Staining woodwork is one of the best ways to add elegance in your home. Staining allows the natural beauty of your woodwork to shine through, and preserves it from age and damage. Most homes in the U.S. have beautiful wood features that should be specially cared for. It may seem like staining woodwork in your home could be easy, but to get the best results, it’s better to leave the job to a professional painter.
Know the Type of Wood You are Staining
There are several factors you need to consider when staining woodwork. It’s crucial that you know the type of wood you’re staining before you begin. Depending on the type of wood it is, your painter will have to choose an appropriate stain to match.
Typically, it’s much more difficult to stain softwoods than it is to stain hardwoods. The softwoods are white pine, alder, spruce and fir. These woods have a more open cell structure and tend to absorb stain at a faster rate, like a sponge soaks up water. The hardwoods are oak, poplar, cherry and walnut.

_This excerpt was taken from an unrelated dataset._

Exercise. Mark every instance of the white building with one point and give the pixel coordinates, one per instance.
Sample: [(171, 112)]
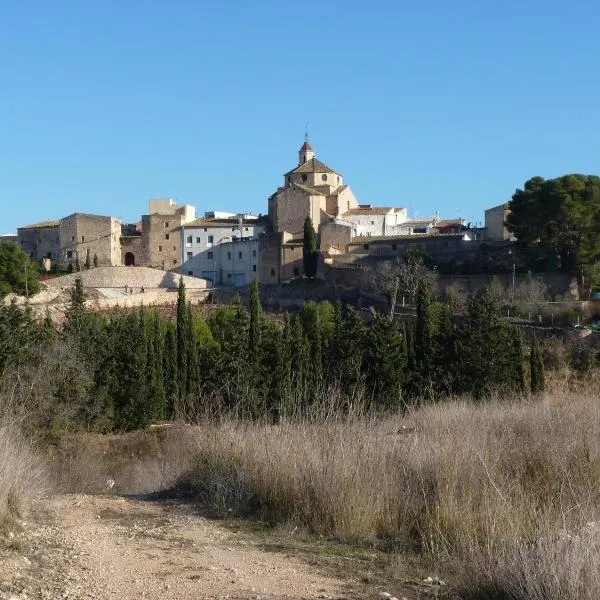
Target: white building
[(226, 251)]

These woods will be easier to work with because the stain won’t soak in so fast.
Remember, it’s much easier to make wood look darker than it is to take a dark wood and make it lighter. It’s best to have your painter start with a lighter stain and then if a darker color is needed, they can apply it to complete the look.
Proper Sanding is Essential
Professionals have the expertise to sand the wood down so it becomes super smooth. There are probably three different grits of sandpaper needed – 100 grit, 150 grit and 220 grit. Your professional will also select the right type of sandpaper for the wood you have. Aluminum oxide sandpaper has a brown abrasive which self-sharpens as you use it. Red garnet sandpaper has an orange abrasive which starts to round off as you sand. Either one works well, but if you are looking for a highly desirable burnished finish to the wood, your professional may want to use red garnet.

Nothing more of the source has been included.